From left to right, Karl Hinett, Ivan Castro and Prince Harry

While stateside, their fundraising efforts will go to the Home Base program, a joint effort established by the Boston Red Sox Foundation and Massachusetts General Hospital aimed at helping veterans and their families heal the invisible wounds of war.

While in the UK, funds raised by their dual-marathon effort will go to Contact, a military mental health coalition that falls under the Heads Together program.

Despite their own struggles, both men have placed the difficulties faced by others at the forefront of their efforts to reduce the stigma suffered by returning veterans.

SOFREP talks PTSD and veteran suicide with the guys from 'Thank You for Your Service'

Read Next: SOFREP talks PTSD and veteran suicide with the guys from 'Thank You for Your Service'

“One of the key takeaways for me discussed during the “Veteran’s Mental Health –The Wider Perspective” panel with Prince Harry is that the public believes 90 percent of veterans will experience some form of mental illness linked to their service. That’s pretty off base, in fact, research from King’s College suggests it’s only about 10 percent. I believe it’s really important that we address this stereotype that all veterans are ticking time bombs.” Castro explained.

“Opening up is so often viewed as a sign of weakness. We want to show both our countries and the world that the strongest thing you can do is speak up and ask for help. Everyone has off days and struggles with anxiety or depression,” Hinett added.

“But when it’s more than a few days here and there it’s really important that people, especially military men and women, feel empowered to open up and talk about their issues to prevent small problems from spiraling and becoming more serious.”

Thus far, these veterans have raised over $130,000 for their cause, and they hope to see that number continue to rise as they approach the first leg of their challenge: the Boston Marathon on April 17th.  From there, they’ll hop on a flight to England and participate in the Virgin Money London Marathon only six days later.

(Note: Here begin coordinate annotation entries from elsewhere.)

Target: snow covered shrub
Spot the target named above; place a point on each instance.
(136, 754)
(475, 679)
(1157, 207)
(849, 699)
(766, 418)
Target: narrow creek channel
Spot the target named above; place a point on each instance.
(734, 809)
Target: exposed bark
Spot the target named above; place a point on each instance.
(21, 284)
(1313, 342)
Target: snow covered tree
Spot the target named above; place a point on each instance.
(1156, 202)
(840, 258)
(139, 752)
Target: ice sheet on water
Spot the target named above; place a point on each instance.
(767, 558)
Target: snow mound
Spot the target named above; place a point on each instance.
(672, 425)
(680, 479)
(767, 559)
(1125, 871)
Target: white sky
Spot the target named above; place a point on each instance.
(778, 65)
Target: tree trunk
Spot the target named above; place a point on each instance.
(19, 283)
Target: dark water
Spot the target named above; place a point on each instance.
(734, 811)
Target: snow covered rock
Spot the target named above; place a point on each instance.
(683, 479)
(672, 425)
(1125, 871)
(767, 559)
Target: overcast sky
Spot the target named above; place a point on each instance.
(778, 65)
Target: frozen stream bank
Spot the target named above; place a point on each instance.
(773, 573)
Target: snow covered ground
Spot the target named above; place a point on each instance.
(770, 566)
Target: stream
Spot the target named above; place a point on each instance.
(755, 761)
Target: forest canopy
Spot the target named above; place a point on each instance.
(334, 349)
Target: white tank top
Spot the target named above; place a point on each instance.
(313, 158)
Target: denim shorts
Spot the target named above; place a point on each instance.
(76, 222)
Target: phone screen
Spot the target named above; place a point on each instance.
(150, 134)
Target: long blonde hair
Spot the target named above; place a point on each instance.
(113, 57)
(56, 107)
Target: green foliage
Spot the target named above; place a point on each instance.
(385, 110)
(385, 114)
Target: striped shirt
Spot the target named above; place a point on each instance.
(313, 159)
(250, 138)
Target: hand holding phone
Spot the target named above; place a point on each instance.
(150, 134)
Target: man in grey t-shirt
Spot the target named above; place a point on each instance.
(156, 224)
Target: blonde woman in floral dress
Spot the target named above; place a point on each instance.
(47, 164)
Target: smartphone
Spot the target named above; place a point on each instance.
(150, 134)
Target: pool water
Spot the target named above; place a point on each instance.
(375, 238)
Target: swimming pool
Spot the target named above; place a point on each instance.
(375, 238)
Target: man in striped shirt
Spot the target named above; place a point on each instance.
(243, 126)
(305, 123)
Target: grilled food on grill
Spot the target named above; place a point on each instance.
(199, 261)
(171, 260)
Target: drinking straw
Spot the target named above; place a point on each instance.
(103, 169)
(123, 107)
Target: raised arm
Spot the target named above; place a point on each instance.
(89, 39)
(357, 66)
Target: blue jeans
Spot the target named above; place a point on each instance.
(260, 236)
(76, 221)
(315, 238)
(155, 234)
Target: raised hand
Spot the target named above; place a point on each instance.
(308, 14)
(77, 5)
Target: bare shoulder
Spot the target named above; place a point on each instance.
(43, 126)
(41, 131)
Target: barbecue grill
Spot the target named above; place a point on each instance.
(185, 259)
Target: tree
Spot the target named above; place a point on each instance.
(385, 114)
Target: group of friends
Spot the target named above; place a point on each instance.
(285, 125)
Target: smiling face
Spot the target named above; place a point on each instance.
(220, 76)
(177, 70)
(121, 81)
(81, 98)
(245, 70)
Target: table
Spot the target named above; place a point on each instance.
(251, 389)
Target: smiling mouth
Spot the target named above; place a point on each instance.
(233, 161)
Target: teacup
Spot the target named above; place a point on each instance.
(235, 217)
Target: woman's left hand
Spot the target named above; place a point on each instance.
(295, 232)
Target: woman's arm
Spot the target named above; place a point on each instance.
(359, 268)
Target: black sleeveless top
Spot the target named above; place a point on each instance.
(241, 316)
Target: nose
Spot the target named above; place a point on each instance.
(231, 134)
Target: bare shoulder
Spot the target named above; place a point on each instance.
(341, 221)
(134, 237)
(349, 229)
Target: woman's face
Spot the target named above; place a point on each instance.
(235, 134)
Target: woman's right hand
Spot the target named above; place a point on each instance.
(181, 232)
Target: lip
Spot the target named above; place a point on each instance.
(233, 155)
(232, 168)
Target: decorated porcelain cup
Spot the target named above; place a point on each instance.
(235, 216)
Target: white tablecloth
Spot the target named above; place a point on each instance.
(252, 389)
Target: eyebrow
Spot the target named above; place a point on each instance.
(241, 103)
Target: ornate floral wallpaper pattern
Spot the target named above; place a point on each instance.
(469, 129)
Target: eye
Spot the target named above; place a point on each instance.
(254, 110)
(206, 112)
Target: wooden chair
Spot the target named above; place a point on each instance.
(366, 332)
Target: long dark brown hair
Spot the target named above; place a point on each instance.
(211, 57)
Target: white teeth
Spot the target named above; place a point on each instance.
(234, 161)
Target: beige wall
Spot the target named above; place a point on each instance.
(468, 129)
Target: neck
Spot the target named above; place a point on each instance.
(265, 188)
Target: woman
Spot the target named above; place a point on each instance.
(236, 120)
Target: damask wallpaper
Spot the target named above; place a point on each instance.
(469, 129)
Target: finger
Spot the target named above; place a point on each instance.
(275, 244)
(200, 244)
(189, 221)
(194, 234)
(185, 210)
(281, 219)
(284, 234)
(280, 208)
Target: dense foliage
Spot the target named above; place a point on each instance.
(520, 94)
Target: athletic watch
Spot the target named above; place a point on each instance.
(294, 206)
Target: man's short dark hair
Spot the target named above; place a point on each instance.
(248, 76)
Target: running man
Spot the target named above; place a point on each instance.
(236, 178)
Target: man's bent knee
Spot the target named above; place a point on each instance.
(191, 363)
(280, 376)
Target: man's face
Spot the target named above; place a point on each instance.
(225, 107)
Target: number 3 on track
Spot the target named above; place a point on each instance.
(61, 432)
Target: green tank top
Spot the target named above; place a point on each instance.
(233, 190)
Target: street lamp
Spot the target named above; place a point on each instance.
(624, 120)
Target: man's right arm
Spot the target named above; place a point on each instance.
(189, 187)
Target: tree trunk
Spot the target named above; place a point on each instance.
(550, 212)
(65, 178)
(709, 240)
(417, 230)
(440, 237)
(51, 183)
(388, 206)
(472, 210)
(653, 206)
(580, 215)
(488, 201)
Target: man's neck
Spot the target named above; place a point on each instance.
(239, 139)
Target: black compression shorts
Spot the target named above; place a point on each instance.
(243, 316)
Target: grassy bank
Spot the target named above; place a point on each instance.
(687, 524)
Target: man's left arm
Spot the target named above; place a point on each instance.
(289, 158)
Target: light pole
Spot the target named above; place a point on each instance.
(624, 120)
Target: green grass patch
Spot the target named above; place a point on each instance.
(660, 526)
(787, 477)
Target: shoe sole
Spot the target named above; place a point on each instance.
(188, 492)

Castro, the author of “Fighting Blind – A Green Beret’s Story of Extraordinary Courage,” sees this incredible effort as perfectly in keeping with the Special Forces ethos he’s lived his entire adult life by.

“After my sustaining my injuries in 2006, returning to the Special Forces community was as important to me as was returning home.  The SF community is brotherhood.  To have lost that would have been to have lost my family.  In the Special Forces Creed we proclaim that we know the hazards of our profession, we vow to never surrender and to never leave a fallen comrade behind.” Castro explained.

“My brothers and I are living this and all parts of the creed.  I am grateful.”

Make sure to follow Castro and Hinett’s progress in their fundraising efforts at their website, and if you can, chip in to show your support.

Men like Karl Hinett and Ivan Castro represent not only the best and bravest to come out of our nations’ militaries, but the indominable will and strength in the face of adversity that coalesces us as a people.  Their struggle is our struggle, and like Hinett and Castro, we must be resolute in our willingness to approach the challenges ahead together.

Although these men will be running a daunting 52.4 miles next week, the bigger trek toward reducing the stigma of mental illness in the veteran community still lies ahead – and like any large military operation, they can’t do it alone.

It’s up to us to make that run with them.